The increasing volume of data collected, especially with the development of new collection methods (especially nodal networks and DAS – Distributed Acoustic Sensing), brings out the limits of the current capacities of perennial storage, transport and processing. Data centers are called upon not only to host this data, but also to provide the resources necessary for its exploitation. These needs require changes in data management practices, increased computing resources, adapted formats and “lighter” derivative products in terms of volume.
In the spring of 2020, Iris, Résif and Geofon conducted a survey of their user communities to identify their needs and seek solutions together, taking into account their environmental impact. They have just published the results of this survey in the journal Seismological Research Letters.
The 37 respondents to the survey anticipate their needs in the next 3 to 5 years. Eleven of them envisage volumes of 10 to 50 TB and five of them envisage volumes of more than 50 TB. The responses show that experiments using DAS generate the largest volumes, which are incompatible with the current means of academic data centers.
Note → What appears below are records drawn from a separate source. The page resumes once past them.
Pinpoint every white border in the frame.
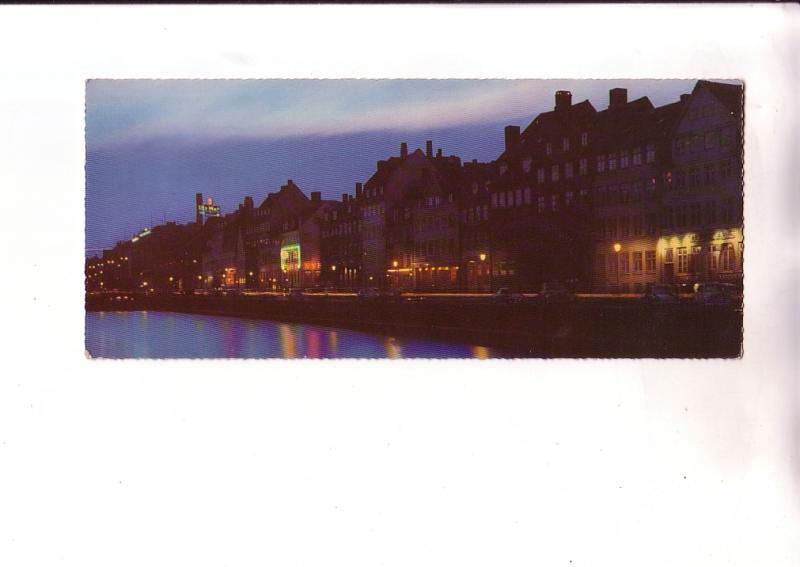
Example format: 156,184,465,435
0,5,800,567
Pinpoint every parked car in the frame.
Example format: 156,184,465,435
494,287,524,303
693,283,735,307
642,283,678,305
539,282,575,303
358,287,381,300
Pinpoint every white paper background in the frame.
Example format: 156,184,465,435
0,5,800,567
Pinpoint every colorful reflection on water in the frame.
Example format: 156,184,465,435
86,311,508,359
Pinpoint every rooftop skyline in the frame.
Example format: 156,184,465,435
86,80,708,249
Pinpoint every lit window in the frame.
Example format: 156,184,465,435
645,143,656,163
644,250,656,272
678,246,689,274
However, the volumes of data that researchers wish to work on from traditional seismic stations are also constantly increasing, especially for studies based on cross-correlation or “machine learning” techniques.
Thanks to the collaboration within the international scientific community, coordinated by the FDSN, standards exist both for data formats and for the associated services and metadata in a FAIR approach. However, with the evolution of data volumes, current standards are becoming obsolete and problems are emerging related to the integration, archiving, distribution and use of data, as well as metadata development.
The article inventories existing data formats, evaluating them according to storage, transport and access criteria, in order to identify those best suited to large volumes of data and to meet the needs expressed by survey respondents. It also provides an overview of new issues for data centers: storage, transport and access services. Many aspects of data center operations need to be rethought to meet these new challenges. The article also looks at metadata issues. The standardized format (StationXML) does not allow the description of relevant information for experiments conducted on DAS.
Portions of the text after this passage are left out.